Jagana is a village in the Palanpur taluka of Banaskantha district in northern Gujarat, India. The villages Vasna, Bhagal, Sedrasana are located near to Jagana and it is just 6 km away from the district headquarters, Palanpur.

==About==
Jagana is located at an altitude of 252m (830 feet) at 24°7'30 N, 72°25'15 E. It is believed to be founded by Jagdev whose brother Pal Parmar founded Palanpur.

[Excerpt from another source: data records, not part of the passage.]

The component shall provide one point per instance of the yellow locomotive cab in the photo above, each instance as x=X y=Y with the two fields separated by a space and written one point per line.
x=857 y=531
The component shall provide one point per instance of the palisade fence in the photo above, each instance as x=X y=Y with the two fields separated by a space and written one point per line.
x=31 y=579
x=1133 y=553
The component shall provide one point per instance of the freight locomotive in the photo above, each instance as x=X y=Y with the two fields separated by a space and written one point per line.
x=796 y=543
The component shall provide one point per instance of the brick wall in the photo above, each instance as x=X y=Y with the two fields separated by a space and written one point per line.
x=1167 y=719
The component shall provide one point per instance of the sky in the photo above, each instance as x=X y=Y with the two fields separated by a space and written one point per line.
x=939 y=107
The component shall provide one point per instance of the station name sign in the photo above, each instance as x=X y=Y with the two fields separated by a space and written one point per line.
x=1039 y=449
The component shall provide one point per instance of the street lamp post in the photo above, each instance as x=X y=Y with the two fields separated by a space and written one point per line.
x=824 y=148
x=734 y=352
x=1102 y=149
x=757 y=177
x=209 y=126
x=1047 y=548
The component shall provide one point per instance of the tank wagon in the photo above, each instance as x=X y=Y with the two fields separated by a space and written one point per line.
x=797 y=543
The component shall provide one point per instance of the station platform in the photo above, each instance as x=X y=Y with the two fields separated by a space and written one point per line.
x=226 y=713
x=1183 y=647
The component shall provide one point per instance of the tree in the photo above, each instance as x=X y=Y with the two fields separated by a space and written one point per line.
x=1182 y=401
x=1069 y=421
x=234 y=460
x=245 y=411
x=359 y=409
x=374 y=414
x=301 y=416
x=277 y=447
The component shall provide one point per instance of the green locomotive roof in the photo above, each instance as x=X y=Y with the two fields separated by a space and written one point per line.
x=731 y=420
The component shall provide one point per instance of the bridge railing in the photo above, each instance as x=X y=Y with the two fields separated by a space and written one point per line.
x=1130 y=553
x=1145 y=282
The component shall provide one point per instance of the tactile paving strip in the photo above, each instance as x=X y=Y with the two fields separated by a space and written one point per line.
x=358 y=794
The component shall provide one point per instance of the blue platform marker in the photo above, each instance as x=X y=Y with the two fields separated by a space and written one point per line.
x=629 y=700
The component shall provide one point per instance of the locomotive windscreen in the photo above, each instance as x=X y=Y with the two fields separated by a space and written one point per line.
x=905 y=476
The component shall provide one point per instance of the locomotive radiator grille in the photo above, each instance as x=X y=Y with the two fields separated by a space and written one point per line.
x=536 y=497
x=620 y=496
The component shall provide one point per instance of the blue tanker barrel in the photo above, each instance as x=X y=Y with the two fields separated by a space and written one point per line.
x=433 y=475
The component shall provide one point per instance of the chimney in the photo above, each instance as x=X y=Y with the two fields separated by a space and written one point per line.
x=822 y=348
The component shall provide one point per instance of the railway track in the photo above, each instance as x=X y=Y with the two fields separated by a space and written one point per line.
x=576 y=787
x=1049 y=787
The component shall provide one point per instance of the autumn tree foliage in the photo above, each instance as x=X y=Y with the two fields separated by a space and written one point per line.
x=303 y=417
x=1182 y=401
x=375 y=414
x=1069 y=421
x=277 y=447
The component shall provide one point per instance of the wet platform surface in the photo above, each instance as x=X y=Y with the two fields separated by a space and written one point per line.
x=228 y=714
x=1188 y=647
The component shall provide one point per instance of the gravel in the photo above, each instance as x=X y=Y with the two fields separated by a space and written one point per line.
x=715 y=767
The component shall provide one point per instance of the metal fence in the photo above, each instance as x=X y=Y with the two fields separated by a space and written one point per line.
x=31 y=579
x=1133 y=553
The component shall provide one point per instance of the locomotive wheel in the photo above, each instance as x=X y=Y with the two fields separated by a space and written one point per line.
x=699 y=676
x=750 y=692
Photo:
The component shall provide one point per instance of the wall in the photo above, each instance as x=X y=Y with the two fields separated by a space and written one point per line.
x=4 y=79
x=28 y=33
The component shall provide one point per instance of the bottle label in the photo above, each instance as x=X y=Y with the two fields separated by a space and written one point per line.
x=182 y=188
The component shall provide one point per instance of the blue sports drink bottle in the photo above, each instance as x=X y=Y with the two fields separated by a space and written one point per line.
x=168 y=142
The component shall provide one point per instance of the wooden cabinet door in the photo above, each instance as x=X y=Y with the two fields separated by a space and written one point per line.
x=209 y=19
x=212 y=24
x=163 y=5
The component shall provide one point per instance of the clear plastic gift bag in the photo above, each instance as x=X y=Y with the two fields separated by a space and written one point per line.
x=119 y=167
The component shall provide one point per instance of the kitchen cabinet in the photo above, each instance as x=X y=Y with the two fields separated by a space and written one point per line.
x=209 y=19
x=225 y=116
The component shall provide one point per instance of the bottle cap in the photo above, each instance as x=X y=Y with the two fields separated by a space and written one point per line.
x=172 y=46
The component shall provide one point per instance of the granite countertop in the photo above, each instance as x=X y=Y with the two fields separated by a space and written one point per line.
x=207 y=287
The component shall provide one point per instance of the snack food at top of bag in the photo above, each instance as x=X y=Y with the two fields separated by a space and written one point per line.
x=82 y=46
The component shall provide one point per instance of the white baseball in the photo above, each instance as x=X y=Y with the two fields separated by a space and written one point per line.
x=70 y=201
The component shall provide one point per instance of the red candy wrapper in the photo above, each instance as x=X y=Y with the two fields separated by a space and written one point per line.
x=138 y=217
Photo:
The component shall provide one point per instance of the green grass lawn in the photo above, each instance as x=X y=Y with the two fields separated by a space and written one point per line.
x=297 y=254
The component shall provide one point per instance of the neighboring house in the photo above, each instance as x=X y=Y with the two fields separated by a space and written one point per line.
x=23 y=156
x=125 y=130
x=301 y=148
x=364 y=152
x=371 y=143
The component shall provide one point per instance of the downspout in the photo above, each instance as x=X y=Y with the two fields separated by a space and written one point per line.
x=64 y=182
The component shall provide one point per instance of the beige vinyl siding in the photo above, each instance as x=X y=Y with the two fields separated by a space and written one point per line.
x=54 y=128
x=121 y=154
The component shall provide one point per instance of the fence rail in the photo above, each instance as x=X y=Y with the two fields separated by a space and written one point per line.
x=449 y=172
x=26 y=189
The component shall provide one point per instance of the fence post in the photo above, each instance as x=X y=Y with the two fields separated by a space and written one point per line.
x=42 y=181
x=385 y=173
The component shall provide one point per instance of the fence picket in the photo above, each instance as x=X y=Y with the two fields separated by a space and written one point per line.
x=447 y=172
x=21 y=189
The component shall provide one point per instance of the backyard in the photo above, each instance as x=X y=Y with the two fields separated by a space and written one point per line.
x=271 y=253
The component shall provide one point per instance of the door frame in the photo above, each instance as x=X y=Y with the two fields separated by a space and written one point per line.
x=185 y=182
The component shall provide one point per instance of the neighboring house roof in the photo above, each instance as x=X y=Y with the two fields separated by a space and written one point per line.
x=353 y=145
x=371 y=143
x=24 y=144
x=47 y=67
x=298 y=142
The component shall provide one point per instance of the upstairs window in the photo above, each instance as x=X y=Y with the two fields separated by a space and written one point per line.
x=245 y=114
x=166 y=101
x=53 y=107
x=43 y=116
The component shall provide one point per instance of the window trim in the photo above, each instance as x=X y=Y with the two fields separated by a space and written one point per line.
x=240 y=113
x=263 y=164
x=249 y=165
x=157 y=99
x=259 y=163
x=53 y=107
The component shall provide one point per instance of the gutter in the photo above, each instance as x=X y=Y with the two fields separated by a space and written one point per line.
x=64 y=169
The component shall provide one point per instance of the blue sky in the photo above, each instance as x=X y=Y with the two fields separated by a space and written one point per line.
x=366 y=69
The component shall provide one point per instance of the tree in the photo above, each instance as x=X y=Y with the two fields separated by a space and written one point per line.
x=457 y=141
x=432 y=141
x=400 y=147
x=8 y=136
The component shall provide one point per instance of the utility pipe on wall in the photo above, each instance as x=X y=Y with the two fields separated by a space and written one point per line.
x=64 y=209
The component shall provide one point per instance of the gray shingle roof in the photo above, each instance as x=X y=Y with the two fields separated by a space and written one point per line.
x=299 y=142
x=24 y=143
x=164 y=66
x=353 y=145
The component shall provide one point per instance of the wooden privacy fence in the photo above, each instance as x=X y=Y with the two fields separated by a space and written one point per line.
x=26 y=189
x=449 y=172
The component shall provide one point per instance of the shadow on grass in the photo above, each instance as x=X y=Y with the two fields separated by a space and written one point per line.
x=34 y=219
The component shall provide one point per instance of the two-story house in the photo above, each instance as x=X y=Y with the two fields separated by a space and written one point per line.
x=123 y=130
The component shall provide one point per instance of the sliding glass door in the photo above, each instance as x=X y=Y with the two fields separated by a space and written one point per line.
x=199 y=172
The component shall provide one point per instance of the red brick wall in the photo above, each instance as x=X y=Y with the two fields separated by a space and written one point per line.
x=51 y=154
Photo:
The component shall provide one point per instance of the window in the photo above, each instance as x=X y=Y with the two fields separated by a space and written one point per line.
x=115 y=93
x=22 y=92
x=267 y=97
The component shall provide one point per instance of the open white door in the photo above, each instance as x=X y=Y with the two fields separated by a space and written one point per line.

Jagana has many educational institutes like Government Engineering College, Palanpur, which is one of the major engineering colleges in the nearby region, Srimati S K Mehta High School, Government Primary School. There are many temples in the village such as Guru Maharaj Mandir, Verai Mata Mandir, Shiv Mandir, Maha Gauri Mata Mandir and Hanuman Mandir. Bhagyabhumi Nabhashchandra Parshwadham, a Jain Derasar, is also located near Jagana. There are also many temples in the nearby town Palanpur and the religious sites such as Balaram Mahadev Temple and Ambaji located in the same district are reachable from Palanpur bus stand. There is a branch of BANK OF BARODA in the village. The village falls in the Vadgam Assembly constituency and Patan Parliamentary constituency.

==Transport==
===Road===
The road connecting Jagana to Palanpur was built in 1873–74. Jagana is connected to Palanpur by Gobri Road and Gujarat state highway 41 (SH41) which also connects it directly to Mehsana, Unjha and Ahmedabad.

===Rail===
Umardashi railway station is the nearest railway station located in Sedrasana village which is 5 km away. Palanpur junction, a major railway station on the Jaipur–Ahmedabad line is located 7 km away.

===Airport===
The nearest Airport is Deesa Airport, originally built to serve the princely state of Palanpur is located 35 km from Jagana. The nearest International Airport is Sardar Vallabhbhai Patel International Airport, Ahmedabad, which is at a distance of 135 km from the village.